Saray Rejimi, sadece AK Parti, sadece MHP demek değildir. Tersine, Saray Rejimi bir olağanüstü devlet örgütlenmesi olarak, siyasal partileri, onların içinde yer aldığı parlamentoyu vb. yok etmiştir. Saray Rejimi, CHP, İYİ Parti, Davutoğlu, Babacan vb. partileri de kapsamaktadır. Altılı masa, Saray Rejimi’nin karşıtı değil, tersine onun parçasıdır. Öyle idi ve öyledir.
Yerel seçimler, genel seçimler için yapılmış anlaşmanın devamıdır.
Tüm bunlar savaş hazırlığıdır.
Yüzde 50 ile savaşa hazırlanmak mümkün değildir.
TC devleti, İran’ı ABD isteklerine uygun tarzda kuşatmak için uğraşmaktadır. İsrail’in oynadığı her rolde, Saray Rejimi destekçi ve yardımcıdır. Bu savaş için, sadece az sayıda AK Parti destekçisine, sadece Türk-İslam sentezine dayanmak mümkün değildir.
Bu nedenle Saray, CHP eli ile önce solu ve sendikaları, onların üzerinden de kitleleri ve direniş hattını kontrol altına almak istiyor. Plan budur.

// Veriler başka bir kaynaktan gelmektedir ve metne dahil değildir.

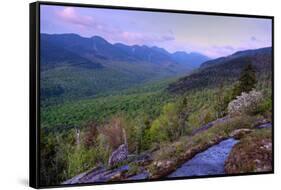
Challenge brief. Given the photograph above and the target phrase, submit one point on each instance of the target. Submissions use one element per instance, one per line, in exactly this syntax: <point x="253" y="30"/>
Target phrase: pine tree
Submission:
<point x="246" y="82"/>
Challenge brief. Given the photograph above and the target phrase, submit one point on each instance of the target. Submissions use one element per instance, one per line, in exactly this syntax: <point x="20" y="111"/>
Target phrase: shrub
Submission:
<point x="90" y="135"/>
<point x="246" y="103"/>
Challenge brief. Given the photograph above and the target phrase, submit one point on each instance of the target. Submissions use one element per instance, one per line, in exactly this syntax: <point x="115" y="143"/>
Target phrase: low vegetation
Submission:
<point x="252" y="154"/>
<point x="77" y="136"/>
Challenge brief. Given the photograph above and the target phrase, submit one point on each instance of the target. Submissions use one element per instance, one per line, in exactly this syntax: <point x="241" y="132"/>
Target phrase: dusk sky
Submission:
<point x="214" y="36"/>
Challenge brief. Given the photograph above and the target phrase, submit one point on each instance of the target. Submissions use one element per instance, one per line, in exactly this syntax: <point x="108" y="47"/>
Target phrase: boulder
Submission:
<point x="119" y="155"/>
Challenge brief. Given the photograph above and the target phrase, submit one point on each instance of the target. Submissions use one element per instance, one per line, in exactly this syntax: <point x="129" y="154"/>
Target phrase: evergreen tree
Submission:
<point x="246" y="82"/>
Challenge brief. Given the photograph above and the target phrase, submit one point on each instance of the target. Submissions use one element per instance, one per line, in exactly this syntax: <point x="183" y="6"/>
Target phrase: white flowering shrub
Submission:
<point x="245" y="103"/>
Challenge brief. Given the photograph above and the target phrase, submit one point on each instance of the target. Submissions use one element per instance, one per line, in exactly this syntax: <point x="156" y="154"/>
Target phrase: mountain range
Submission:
<point x="226" y="70"/>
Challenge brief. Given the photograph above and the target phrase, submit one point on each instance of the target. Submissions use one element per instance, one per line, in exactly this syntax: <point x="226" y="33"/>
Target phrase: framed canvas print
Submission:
<point x="121" y="94"/>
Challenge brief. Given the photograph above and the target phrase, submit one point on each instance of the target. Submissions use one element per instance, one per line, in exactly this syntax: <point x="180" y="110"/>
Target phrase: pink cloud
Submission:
<point x="69" y="15"/>
<point x="91" y="26"/>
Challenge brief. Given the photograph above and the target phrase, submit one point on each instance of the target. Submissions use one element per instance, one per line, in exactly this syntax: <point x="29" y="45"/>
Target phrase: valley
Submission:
<point x="165" y="108"/>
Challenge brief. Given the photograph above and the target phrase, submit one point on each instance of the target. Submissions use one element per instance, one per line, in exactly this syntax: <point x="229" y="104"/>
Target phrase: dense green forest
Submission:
<point x="78" y="134"/>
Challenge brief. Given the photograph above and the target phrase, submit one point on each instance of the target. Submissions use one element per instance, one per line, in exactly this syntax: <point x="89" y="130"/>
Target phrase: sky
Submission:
<point x="213" y="36"/>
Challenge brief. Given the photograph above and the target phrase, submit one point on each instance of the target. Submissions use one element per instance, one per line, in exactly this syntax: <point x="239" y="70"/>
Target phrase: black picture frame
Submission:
<point x="34" y="90"/>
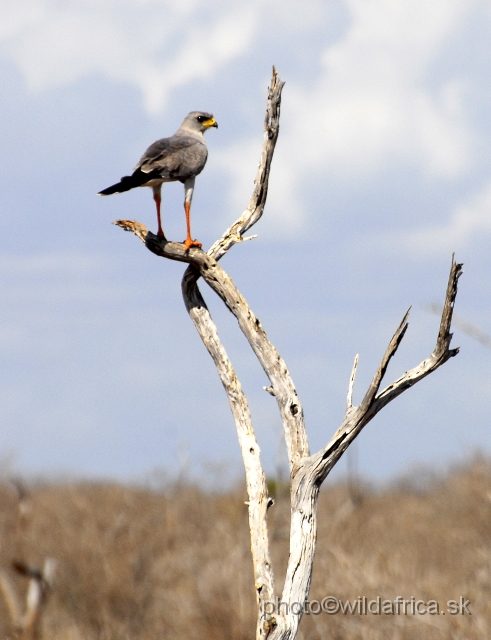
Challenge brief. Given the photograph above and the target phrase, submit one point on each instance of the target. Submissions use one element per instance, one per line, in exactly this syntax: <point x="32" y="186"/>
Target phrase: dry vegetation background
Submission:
<point x="142" y="564"/>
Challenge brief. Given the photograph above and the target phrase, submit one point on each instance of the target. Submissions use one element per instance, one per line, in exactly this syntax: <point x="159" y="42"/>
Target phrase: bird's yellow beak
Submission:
<point x="211" y="122"/>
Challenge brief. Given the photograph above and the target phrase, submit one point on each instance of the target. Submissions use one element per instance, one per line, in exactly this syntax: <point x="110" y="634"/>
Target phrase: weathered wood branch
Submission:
<point x="307" y="472"/>
<point x="255" y="208"/>
<point x="314" y="469"/>
<point x="258" y="498"/>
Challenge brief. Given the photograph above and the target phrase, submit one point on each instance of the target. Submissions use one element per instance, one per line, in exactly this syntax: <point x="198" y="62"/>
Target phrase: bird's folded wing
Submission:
<point x="171" y="156"/>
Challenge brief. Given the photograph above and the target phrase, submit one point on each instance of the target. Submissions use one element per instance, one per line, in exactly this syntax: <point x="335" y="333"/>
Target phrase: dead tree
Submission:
<point x="307" y="471"/>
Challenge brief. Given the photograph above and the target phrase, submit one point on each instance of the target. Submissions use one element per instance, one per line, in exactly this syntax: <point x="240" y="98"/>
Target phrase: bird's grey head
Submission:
<point x="199" y="121"/>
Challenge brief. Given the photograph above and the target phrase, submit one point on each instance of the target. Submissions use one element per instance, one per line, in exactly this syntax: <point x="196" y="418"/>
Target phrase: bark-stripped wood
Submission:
<point x="307" y="471"/>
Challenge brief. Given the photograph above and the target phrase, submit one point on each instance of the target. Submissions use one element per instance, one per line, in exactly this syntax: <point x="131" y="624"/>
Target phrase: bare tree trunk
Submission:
<point x="307" y="472"/>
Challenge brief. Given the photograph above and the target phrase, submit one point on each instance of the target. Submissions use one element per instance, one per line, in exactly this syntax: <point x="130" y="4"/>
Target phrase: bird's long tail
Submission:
<point x="127" y="182"/>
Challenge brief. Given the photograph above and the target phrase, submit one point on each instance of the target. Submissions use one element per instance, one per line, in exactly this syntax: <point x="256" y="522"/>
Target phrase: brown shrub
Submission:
<point x="138" y="564"/>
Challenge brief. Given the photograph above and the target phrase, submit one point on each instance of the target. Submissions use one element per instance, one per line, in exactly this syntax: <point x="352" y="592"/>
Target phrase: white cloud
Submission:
<point x="379" y="101"/>
<point x="373" y="102"/>
<point x="466" y="222"/>
<point x="157" y="45"/>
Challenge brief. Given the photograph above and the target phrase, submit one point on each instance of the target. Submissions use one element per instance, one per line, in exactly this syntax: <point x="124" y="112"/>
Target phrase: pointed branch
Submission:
<point x="349" y="399"/>
<point x="372" y="403"/>
<point x="256" y="204"/>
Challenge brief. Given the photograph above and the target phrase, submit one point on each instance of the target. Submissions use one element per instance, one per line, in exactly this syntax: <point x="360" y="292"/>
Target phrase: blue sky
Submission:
<point x="382" y="170"/>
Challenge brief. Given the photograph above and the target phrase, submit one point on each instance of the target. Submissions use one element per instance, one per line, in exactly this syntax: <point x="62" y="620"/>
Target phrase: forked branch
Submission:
<point x="307" y="472"/>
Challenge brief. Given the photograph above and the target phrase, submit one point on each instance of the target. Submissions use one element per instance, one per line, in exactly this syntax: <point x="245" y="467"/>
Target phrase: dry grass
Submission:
<point x="145" y="565"/>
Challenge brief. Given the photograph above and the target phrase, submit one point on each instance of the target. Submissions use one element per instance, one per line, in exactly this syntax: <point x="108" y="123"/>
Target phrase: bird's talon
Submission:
<point x="188" y="243"/>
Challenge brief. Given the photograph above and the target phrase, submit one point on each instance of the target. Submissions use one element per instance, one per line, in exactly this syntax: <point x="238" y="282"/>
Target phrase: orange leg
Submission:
<point x="157" y="198"/>
<point x="189" y="242"/>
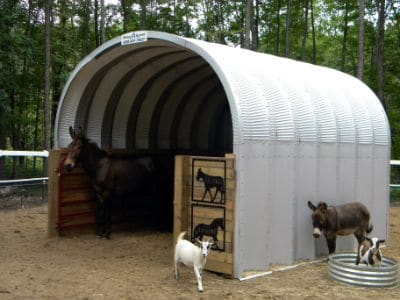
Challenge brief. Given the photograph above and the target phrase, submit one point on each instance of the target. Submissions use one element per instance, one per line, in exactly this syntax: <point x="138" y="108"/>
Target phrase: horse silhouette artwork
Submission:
<point x="210" y="182"/>
<point x="210" y="230"/>
<point x="111" y="178"/>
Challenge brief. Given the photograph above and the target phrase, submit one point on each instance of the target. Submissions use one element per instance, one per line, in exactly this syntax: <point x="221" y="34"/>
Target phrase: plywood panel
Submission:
<point x="201" y="202"/>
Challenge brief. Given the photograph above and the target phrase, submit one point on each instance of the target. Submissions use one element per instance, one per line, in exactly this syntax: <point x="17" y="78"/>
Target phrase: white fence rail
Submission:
<point x="27" y="181"/>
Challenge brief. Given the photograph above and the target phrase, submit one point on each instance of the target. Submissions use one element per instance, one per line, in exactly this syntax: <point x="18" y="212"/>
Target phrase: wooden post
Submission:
<point x="54" y="158"/>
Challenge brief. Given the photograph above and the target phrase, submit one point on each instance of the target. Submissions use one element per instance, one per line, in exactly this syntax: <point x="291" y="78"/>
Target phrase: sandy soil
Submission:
<point x="32" y="266"/>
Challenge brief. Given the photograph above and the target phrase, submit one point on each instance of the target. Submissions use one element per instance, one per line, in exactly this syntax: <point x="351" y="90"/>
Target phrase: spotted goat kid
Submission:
<point x="369" y="252"/>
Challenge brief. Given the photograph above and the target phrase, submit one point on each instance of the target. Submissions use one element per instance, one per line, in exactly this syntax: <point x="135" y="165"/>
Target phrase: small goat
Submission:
<point x="369" y="252"/>
<point x="191" y="256"/>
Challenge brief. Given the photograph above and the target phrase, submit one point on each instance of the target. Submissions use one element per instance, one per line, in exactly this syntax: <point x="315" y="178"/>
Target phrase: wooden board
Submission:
<point x="71" y="202"/>
<point x="197" y="208"/>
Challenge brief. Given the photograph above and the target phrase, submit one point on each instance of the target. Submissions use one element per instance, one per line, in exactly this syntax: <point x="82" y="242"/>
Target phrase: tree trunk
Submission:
<point x="345" y="30"/>
<point x="314" y="56"/>
<point x="102" y="23"/>
<point x="143" y="15"/>
<point x="248" y="24"/>
<point x="96" y="23"/>
<point x="278" y="28"/>
<point x="305" y="32"/>
<point x="47" y="102"/>
<point x="288" y="27"/>
<point x="380" y="51"/>
<point x="255" y="38"/>
<point x="361" y="41"/>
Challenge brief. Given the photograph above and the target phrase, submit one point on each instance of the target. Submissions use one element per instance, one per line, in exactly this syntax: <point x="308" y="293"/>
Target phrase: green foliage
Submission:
<point x="75" y="31"/>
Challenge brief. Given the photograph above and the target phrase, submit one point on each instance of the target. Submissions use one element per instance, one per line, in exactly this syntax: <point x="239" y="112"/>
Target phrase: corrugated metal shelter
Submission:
<point x="298" y="131"/>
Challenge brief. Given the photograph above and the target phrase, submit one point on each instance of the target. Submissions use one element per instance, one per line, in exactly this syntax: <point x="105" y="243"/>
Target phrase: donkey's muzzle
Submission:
<point x="68" y="167"/>
<point x="316" y="233"/>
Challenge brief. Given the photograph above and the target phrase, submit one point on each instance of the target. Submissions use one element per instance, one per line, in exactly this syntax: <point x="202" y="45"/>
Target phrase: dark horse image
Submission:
<point x="209" y="230"/>
<point x="110" y="177"/>
<point x="211" y="182"/>
<point x="346" y="219"/>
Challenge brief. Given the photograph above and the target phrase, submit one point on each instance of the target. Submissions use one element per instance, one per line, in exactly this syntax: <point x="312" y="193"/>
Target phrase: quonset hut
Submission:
<point x="297" y="132"/>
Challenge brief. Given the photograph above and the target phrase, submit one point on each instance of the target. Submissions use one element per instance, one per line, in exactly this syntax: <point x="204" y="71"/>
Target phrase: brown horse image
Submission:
<point x="110" y="177"/>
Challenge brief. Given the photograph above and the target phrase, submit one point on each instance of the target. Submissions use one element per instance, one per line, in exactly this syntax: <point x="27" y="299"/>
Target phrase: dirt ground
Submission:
<point x="139" y="266"/>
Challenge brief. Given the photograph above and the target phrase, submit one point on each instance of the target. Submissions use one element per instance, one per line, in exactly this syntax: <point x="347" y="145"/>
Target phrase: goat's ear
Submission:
<point x="323" y="206"/>
<point x="72" y="133"/>
<point x="80" y="133"/>
<point x="311" y="206"/>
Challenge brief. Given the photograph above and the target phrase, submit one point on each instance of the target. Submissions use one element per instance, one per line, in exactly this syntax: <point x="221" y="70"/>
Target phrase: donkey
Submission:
<point x="110" y="177"/>
<point x="369" y="252"/>
<point x="211" y="182"/>
<point x="209" y="230"/>
<point x="351" y="218"/>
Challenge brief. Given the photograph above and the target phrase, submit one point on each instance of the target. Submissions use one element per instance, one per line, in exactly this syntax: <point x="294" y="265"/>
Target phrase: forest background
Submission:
<point x="41" y="42"/>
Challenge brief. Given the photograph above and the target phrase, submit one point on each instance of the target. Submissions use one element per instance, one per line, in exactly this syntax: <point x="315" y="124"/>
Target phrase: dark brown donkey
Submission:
<point x="351" y="218"/>
<point x="110" y="177"/>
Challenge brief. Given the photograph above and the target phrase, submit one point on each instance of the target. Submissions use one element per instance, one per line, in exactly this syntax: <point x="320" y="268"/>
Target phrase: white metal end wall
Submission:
<point x="299" y="132"/>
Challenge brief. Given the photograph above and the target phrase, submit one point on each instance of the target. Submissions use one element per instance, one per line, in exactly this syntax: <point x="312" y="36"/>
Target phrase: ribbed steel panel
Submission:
<point x="342" y="268"/>
<point x="299" y="132"/>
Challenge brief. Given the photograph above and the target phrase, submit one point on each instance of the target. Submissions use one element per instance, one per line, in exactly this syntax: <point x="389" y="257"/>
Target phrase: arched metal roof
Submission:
<point x="170" y="92"/>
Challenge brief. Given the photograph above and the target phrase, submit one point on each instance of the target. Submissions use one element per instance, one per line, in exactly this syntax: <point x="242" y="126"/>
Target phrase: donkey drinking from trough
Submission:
<point x="209" y="230"/>
<point x="110" y="177"/>
<point x="211" y="182"/>
<point x="351" y="218"/>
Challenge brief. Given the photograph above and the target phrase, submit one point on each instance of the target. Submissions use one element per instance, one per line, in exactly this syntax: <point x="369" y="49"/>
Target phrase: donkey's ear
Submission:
<point x="323" y="206"/>
<point x="311" y="206"/>
<point x="80" y="133"/>
<point x="72" y="133"/>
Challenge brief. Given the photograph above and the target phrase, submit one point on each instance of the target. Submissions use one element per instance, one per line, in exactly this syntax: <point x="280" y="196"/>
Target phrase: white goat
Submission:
<point x="369" y="252"/>
<point x="191" y="256"/>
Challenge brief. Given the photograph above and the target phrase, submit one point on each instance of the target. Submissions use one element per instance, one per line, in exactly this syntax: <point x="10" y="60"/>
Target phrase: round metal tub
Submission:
<point x="343" y="268"/>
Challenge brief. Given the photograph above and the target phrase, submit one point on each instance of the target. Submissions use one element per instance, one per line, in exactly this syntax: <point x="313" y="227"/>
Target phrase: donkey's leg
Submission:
<point x="107" y="218"/>
<point x="100" y="216"/>
<point x="197" y="272"/>
<point x="331" y="241"/>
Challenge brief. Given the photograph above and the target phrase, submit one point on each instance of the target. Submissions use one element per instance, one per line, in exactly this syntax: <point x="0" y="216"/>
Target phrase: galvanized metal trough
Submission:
<point x="342" y="268"/>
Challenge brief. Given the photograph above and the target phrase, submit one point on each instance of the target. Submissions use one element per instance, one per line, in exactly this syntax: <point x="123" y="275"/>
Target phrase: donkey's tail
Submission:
<point x="180" y="236"/>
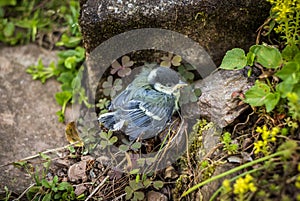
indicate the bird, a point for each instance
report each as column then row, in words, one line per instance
column 144, row 108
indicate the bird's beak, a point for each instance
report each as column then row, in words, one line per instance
column 180, row 85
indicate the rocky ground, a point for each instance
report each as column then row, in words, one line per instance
column 28, row 123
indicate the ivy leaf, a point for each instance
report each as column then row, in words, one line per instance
column 9, row 29
column 139, row 195
column 62, row 98
column 158, row 184
column 234, row 59
column 269, row 57
column 271, row 101
column 257, row 94
column 288, row 72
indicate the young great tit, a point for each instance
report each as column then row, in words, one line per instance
column 143, row 109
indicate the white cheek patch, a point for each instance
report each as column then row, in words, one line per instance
column 150, row 114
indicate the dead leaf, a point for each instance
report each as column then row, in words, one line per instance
column 72, row 135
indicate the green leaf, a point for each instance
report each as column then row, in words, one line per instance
column 269, row 57
column 60, row 115
column 158, row 184
column 272, row 100
column 284, row 88
column 256, row 95
column 113, row 139
column 136, row 145
column 129, row 192
column 70, row 62
column 139, row 195
column 46, row 184
column 250, row 58
column 234, row 59
column 8, row 3
column 9, row 29
column 134, row 171
column 64, row 186
column 289, row 52
column 63, row 97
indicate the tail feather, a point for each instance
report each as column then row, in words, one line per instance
column 108, row 119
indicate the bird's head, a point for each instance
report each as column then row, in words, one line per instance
column 165, row 80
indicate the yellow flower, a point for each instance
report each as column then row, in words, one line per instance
column 258, row 129
column 243, row 185
column 226, row 185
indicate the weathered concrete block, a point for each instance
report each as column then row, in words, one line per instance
column 218, row 25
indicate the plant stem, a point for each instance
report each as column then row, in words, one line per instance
column 233, row 171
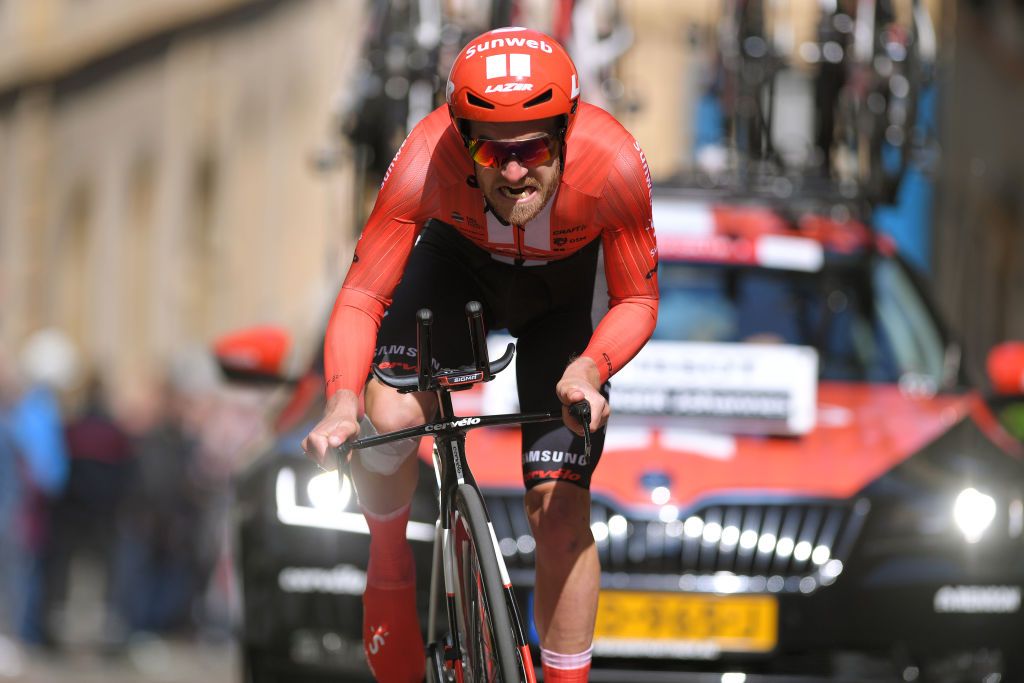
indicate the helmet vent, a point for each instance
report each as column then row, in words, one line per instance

1 Mayıs 2024 İstanbul kutlamalarına CHP ve DİSK damgasını vurmuştur ve her ikisi de uzlaşmacıdır. Sözüm ona Özel, kitlenin başına geçecekti ve Taksim’e yürüyecekti. Ama alana geldiği gibi gitti. Ve topu DİSK’e attı. Çerkezoğlu, “pusetinde 3 çocuğu ile gelen insanlar gördüm” diyerek, kitleyi kırdırmamak için barikata yüklenmediğini ve Taksim’e yürüme iradesini bıraktığını ifade etti.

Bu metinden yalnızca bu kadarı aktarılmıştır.